Fui hacia allí y saludé con una inclinación, pero como él no levantó la cabeza —solo podía ver su pelo blanco enmarañado—, dije «buenas noches». No obstante, siguió sin moverse; un gatito se paseó por el borde de la mesa, había saltado del regazo del hombre y volvió a desaparecer allí, tal vez el hombre no miraba la cadena del reloj, sino debajo de la mesa. Yo simplemente quería explicar de qué manera había llegado hasta allí, pero mi conocida me tiró de la chaqueta y susurró:

—Eso basta.

Al oírlo me quedé satisfecho, me volví hacia ella y fuimos cogidos del brazo por el panteón. La escoba me molestaba.

—Tira la escoba —le dije.

—No, por favor —dijo ella—, deja que me la quede; limpiar aquí no me supone ningún esfuerzo, ¿lo ves, verdad? Además, por hacerlo gozo de ciertas ventajas a las que no quiero renunciar. ¿Deseas quedarte aquí? —preguntó desviando la conversación.

—Por ti me encantaría quedarme —dije lentamente.

Íbamos muy apretados, como una pareja enamorada.

—Quédate, quédate —dijo ella—, cuánto te he echado de menos. Aquí no se está tan mal como tú probablemente crees. Y qué nos importa a los dos cómo nos va.

Anduvimos un rato en silencio, nos habíamos soltado de los brazos, que ahora ceñían los cuerpos. Caminábamos por el camino principal, a derecha e izquierda solo se veían ataúdes, el panteón era muy grande o, al menos, muy largo. Todo estaba oscuro, pero no por completo, era como una suerte de crepúsculo que aún iluminaba algo el lugar en que nos hallábamos, esa claridad abarcaba un círculo a nuestro alrededor. De repente dijo ella:

—Ven, te enseñaré mi ataúd.

Eso me sorprendió.

—Pero tú no estás muerta —dije yo.

—No —dijo ella—, pero a decir verdad, no conozco mucho este lugar, por eso estoy contenta de que hayas venido. En poco tiempo lo comprenderás todo, creo que tú ahora ya lo ves todo más claro que yo. En todo caso, tengo un ataúd.

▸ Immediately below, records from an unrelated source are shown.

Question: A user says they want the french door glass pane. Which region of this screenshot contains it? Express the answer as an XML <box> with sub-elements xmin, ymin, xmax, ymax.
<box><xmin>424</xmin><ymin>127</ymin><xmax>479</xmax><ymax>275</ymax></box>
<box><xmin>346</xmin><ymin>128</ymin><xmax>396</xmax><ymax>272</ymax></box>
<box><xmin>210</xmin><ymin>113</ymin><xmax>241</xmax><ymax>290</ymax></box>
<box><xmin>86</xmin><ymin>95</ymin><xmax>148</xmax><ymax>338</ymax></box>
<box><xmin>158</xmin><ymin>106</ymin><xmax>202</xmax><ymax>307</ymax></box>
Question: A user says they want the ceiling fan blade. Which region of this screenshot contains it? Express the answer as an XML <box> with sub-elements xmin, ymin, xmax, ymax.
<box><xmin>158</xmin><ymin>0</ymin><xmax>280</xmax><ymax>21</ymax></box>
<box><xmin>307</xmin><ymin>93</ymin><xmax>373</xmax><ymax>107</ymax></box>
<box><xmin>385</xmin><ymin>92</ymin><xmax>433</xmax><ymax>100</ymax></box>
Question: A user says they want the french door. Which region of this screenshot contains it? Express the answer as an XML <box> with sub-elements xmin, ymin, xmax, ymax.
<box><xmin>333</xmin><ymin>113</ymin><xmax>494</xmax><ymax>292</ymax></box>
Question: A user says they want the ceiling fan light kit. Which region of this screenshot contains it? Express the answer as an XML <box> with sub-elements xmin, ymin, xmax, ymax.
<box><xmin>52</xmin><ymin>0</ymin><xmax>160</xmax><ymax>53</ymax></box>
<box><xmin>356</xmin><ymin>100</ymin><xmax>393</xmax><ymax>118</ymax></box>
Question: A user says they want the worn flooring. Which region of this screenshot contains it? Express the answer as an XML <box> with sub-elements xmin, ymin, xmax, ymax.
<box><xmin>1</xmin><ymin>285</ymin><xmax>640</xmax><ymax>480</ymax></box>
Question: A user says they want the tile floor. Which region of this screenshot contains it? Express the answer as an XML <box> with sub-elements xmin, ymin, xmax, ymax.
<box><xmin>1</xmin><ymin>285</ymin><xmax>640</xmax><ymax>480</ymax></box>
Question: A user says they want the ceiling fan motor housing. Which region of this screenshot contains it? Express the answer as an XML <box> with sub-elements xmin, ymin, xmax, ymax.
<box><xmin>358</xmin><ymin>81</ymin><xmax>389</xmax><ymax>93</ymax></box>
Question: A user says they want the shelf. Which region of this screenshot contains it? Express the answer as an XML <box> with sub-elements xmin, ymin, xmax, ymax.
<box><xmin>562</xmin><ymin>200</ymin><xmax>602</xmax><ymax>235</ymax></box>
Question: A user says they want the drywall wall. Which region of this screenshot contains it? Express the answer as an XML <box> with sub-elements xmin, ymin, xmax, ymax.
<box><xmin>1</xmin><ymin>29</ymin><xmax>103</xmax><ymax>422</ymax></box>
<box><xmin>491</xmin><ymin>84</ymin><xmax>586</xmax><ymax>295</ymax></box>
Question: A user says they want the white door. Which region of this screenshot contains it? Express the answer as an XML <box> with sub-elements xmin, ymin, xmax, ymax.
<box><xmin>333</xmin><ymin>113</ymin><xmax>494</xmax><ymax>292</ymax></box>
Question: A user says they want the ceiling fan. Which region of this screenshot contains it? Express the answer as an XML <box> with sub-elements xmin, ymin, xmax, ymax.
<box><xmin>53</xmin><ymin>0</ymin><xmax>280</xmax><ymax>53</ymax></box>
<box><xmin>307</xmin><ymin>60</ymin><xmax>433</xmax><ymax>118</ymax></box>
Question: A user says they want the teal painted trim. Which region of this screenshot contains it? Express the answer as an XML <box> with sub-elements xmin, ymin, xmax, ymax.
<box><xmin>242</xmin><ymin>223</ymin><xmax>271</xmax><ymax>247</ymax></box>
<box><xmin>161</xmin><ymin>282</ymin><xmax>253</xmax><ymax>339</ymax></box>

Torcimos a la derecha, por un camino lateral, otra vez nos encontramos entre dos hileras de ataúdes. En el ambiente me recordaba una gran bodega que había visto una vez. Continuando nuestro camino pasamos también sobre un pequeño arroyo, de apenas un metro de anchura, que fluía con rapidez. Poco después llegamos al ataúd de la muchacha. Disponía de bellos cojines de encaje. La muchacha se sentó en su interior y me hizo una indicación, menos con el dedo índice que con la mirada, para que subiera.

—Pero, mi querida niña —dije yo, le quité el pañuelo de la cabeza y puse mi mano en su suave cabello—, aún no me puedo quedar contigo. Hay alguien aquí, en el panteón, con quien tengo que hablar. ¿No quieres ayudarme a buscarlo?

—¿Tienes que hablar con él? Aquí no hay obligaciones de ningún tipo —dijo ella.

—Pero yo no soy de aquí.

—¿Crees que podrás salir de aquí?

—Seguro —dije yo.

—Pues entonces con más razón no deberías perder tu tiempo —dijo ella.

A continuación buscó entre los cojines y sacó una camisa.

—Esta es mi mortaja —dijo, y me la entregó—, pero no me la pongo.